The cast iron sculpture, which is more than 100 years old, no longer works as a fountain and over the years has rusted and been left with peeling paint.
For the last month Mr Mouland has visited the fountain daily and spent hours restoring and painting it, to prevent it falling into an even worse state.
But at 1pm Monday this week, he was approached by an officer from Folkestone and Hythe District Council who asked him to stop painting.
When Mr Mouland refused, the enforcement officer returned with two more colleagues and they issued him with a community protection warning - a notice that comes under the Anti-social Behaviour, Crime and Policing Act 2014.
According to legislation.gov.uk, the community protection notice is intended to deal with "unreasonable, ongoing problems or nuisances which negatively affect the community’s quality of life by targeting the person responsible".
The legislation consolidated previous powers, the most well-known of which were anti-social behaviour orders (ASBOs).

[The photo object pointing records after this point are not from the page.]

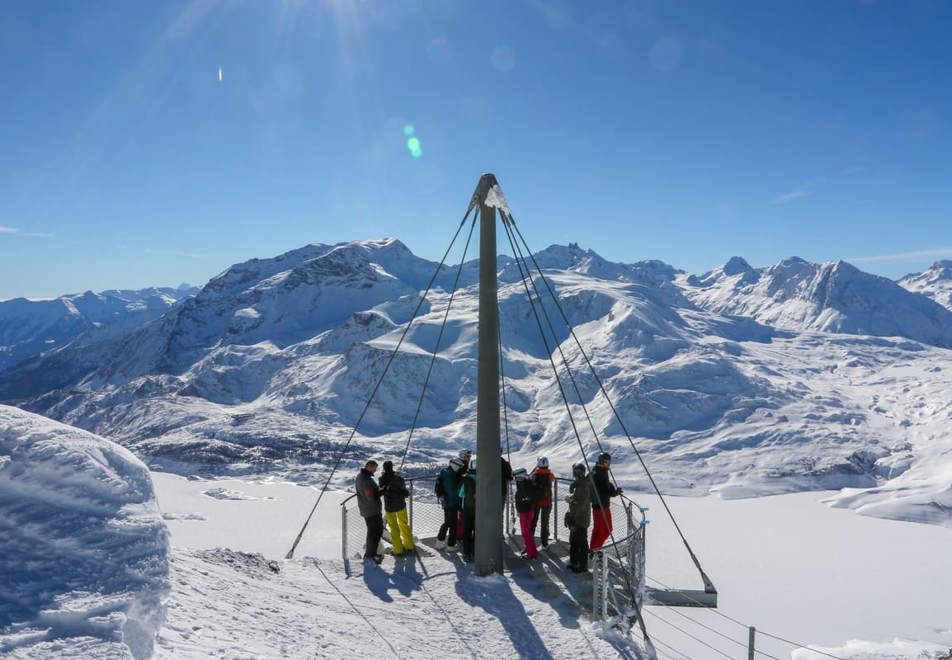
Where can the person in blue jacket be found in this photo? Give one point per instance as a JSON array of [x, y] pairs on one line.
[[447, 490]]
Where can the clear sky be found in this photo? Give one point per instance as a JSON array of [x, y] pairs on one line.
[[151, 143]]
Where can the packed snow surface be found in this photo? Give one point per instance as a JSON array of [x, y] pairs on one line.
[[787, 564], [83, 550]]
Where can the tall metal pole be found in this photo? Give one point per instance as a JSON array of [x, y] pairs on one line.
[[488, 451]]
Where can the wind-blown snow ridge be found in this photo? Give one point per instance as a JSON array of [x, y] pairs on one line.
[[83, 549]]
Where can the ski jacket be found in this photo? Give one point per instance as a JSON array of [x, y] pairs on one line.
[[526, 495], [543, 479], [467, 492], [506, 478], [368, 494], [580, 503], [450, 481], [602, 488], [395, 492]]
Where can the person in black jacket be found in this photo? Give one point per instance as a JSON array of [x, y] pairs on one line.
[[602, 492], [368, 503], [526, 495], [395, 494], [467, 497], [506, 479], [578, 518]]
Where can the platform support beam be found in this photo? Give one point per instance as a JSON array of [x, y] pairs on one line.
[[489, 524]]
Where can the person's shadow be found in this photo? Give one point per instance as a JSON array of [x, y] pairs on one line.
[[495, 596], [405, 579]]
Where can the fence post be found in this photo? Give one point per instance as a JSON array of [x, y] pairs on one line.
[[599, 586], [343, 531]]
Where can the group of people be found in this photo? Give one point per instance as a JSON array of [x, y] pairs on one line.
[[589, 501]]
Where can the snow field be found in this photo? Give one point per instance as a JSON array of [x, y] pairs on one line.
[[786, 564]]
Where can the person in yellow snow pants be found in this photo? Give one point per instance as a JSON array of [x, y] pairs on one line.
[[401, 536], [395, 495]]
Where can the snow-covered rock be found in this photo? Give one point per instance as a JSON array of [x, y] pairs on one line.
[[30, 327], [935, 282], [830, 297], [744, 381], [83, 549]]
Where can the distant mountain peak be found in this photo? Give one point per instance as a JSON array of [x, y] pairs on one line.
[[736, 266]]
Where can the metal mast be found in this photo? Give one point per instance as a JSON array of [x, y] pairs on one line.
[[489, 532]]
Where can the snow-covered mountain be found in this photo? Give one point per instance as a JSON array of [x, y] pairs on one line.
[[30, 327], [830, 297], [84, 552], [935, 282], [271, 362]]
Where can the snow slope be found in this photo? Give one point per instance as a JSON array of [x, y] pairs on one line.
[[30, 327], [83, 550], [935, 282], [830, 297], [269, 366], [787, 564]]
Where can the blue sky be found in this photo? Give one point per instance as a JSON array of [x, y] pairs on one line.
[[687, 132]]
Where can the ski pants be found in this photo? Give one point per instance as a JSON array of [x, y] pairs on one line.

Mr Mouland was told to sign the form and stop his work on the fountain.
Town councillor Mary Lawes, a friend of Mr Mouland, said: "Good for Bob Mouland.

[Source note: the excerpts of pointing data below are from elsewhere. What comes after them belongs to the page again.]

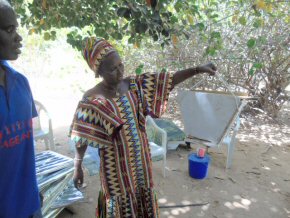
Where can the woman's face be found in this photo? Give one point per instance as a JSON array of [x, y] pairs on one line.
[[112, 68], [9, 38]]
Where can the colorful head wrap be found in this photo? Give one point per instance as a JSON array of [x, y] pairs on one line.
[[95, 51]]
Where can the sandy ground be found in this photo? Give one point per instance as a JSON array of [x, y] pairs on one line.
[[257, 185]]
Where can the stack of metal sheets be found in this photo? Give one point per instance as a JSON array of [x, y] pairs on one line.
[[54, 176]]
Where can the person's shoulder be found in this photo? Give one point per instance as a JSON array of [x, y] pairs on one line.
[[92, 93]]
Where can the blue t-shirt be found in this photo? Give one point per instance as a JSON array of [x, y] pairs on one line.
[[19, 196]]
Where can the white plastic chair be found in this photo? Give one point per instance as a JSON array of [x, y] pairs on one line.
[[42, 126], [157, 138], [211, 119]]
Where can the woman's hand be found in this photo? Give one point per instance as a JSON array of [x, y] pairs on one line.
[[78, 177], [209, 68]]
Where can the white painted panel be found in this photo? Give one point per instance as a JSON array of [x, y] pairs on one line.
[[207, 115]]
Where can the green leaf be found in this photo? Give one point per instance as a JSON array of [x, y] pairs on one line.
[[251, 43], [243, 21]]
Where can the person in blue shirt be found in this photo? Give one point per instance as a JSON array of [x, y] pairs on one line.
[[19, 195]]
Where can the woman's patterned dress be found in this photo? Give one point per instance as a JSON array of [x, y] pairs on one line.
[[117, 127]]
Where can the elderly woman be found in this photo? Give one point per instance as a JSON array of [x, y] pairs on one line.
[[18, 186], [111, 116]]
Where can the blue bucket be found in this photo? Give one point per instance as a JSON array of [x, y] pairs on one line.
[[198, 166]]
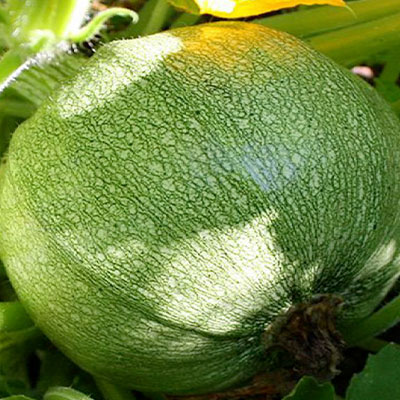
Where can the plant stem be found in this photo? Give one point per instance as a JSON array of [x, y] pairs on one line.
[[314, 21], [95, 25], [152, 18], [113, 392], [380, 321], [368, 38]]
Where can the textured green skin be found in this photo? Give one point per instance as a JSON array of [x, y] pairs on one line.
[[185, 189]]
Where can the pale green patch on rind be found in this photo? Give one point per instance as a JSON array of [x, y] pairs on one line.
[[185, 189]]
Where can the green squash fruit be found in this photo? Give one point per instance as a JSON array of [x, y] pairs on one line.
[[177, 196]]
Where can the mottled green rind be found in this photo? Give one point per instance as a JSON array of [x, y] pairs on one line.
[[184, 189]]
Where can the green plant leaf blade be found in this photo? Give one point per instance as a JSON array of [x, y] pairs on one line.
[[308, 388], [380, 378]]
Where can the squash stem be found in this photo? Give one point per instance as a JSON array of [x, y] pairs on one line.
[[382, 320], [152, 19], [113, 392]]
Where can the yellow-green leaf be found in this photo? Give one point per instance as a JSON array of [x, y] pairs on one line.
[[243, 8]]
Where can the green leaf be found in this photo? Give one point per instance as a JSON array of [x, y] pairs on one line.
[[308, 388], [380, 378], [65, 393], [17, 397]]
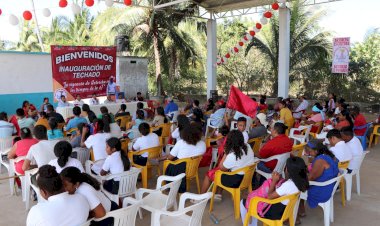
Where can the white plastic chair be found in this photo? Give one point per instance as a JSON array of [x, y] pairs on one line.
[[280, 166], [156, 200], [127, 183], [29, 185], [125, 216], [302, 138], [5, 147], [328, 207], [349, 177], [83, 154], [12, 172], [181, 217]]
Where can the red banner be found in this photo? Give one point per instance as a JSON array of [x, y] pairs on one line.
[[82, 70]]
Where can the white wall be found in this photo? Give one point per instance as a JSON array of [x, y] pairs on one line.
[[25, 73]]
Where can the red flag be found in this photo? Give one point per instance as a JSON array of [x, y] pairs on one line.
[[242, 103]]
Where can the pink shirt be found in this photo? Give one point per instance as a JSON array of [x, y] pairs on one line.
[[316, 118], [22, 150]]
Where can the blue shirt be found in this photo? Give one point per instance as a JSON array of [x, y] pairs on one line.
[[171, 107], [73, 123], [56, 135]]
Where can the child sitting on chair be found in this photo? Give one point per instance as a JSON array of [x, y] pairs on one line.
[[116, 162], [295, 181]]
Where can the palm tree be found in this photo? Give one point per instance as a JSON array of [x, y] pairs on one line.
[[153, 33], [308, 44]]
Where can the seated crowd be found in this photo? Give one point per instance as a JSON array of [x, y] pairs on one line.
[[74, 195]]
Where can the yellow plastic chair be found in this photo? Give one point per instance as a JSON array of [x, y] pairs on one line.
[[375, 134], [235, 192], [255, 144], [299, 149], [153, 153], [192, 165], [122, 120], [343, 166], [287, 215]]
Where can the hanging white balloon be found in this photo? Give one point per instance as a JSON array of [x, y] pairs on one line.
[[13, 20], [109, 3], [263, 20], [75, 8], [46, 12]]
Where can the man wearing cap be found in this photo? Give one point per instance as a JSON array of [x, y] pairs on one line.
[[261, 126], [297, 114], [171, 107]]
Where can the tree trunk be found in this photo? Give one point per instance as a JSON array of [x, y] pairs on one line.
[[157, 61]]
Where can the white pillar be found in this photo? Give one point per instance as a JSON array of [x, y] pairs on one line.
[[211, 55], [284, 52]]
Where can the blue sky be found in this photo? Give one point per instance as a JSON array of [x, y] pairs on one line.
[[352, 18]]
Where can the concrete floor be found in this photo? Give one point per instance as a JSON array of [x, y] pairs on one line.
[[361, 210]]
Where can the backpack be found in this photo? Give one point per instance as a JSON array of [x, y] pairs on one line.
[[262, 191]]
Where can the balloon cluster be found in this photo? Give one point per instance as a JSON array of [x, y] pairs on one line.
[[76, 9], [249, 35]]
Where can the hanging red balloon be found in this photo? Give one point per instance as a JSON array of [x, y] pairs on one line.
[[268, 15], [89, 3], [62, 3], [128, 2], [258, 26], [27, 15], [275, 6]]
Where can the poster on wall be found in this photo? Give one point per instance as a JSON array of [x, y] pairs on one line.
[[341, 55], [82, 70]]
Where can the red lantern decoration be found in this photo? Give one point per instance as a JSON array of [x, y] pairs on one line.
[[27, 15], [275, 6], [258, 26], [128, 2], [89, 3], [62, 3], [268, 15]]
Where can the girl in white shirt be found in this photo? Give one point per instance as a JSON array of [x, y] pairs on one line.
[[62, 151], [296, 180], [76, 182], [116, 162]]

"The fountain was in a very poor state and Bob has done what the council wouldn’t do. He has revitalised as well as protected the bottom part of the fountain."
Cllr Lawes said a "shocked" Mr Mouland stopped at her house to let her know that he was issued with the warning.
She added: "The council seemed a bit heavy handed, as only three lower areas need glossing and the fountain would have been finished.
"Bob genuinely wants to support the towns's heritage for its people.
"Bob paid for all the paint and equipment himself and has overwhelming support from the community."
Mr Mouland added: "71 years without a blemish on my record, now this."
The fountain was built in 1897 and was created at the Brittania Iron Works by Andrew Handyside & Co in memory of photographer Sidney Cooper Weston, a Christian philanthropist, a temperance advocate and member of The Society Of Friends who worked tirelessly for the town.
It is the only one of its kind in the world.
It originally sat along The Leas in Folkestone providing water to the public, local 'cabbies' and their horses.
In 1922 it was moved to its current location to make room for the war memorial at the top of Remembrance Hill.
But the Parks and Pleasure Grounds Charity Trustees, which is made up of Folkestone and Hythe council cabinet members and who own the fountain, have confirmed the fountain will be staying put.
Cllr Lawes added: "The council has never done a thing to it.
"The fountain would have been in a really awful state if it had not been for a couple of local councillors, the community and the New Folkestone Society over the years.
"They too had cleaned up and repainted the fountain."
Members of group Go Folkestone are in the process of applying for Heritage Lottery Funds to refurbish the fountain completely and return it to its former glory, which will cost tens of thousands of pounds.
A Folkestone and Hythe council spokesman said: "We were unaware someone had taken it upon themselves to carry out work on the fountain.
"It is a listed structure and - as such - can only be worked on with the relevant permissions.
"A Community Protection Warning was issued and signed by the individual, with our officers explaining the consequences of continuing to work on the fountain without the relevant permissions.
"The individual then left the site.
"Officers have been working with local stakeholders including Go Folkestone, which is putting a funding bid together for the full restoration of the fountain. This is supported by Folkestone Parks and Pleasure Grounds Charity trustees.
"The council is always pleased to work with local residents and groups, but this must be done in the right way by contacting us first and gaining permission."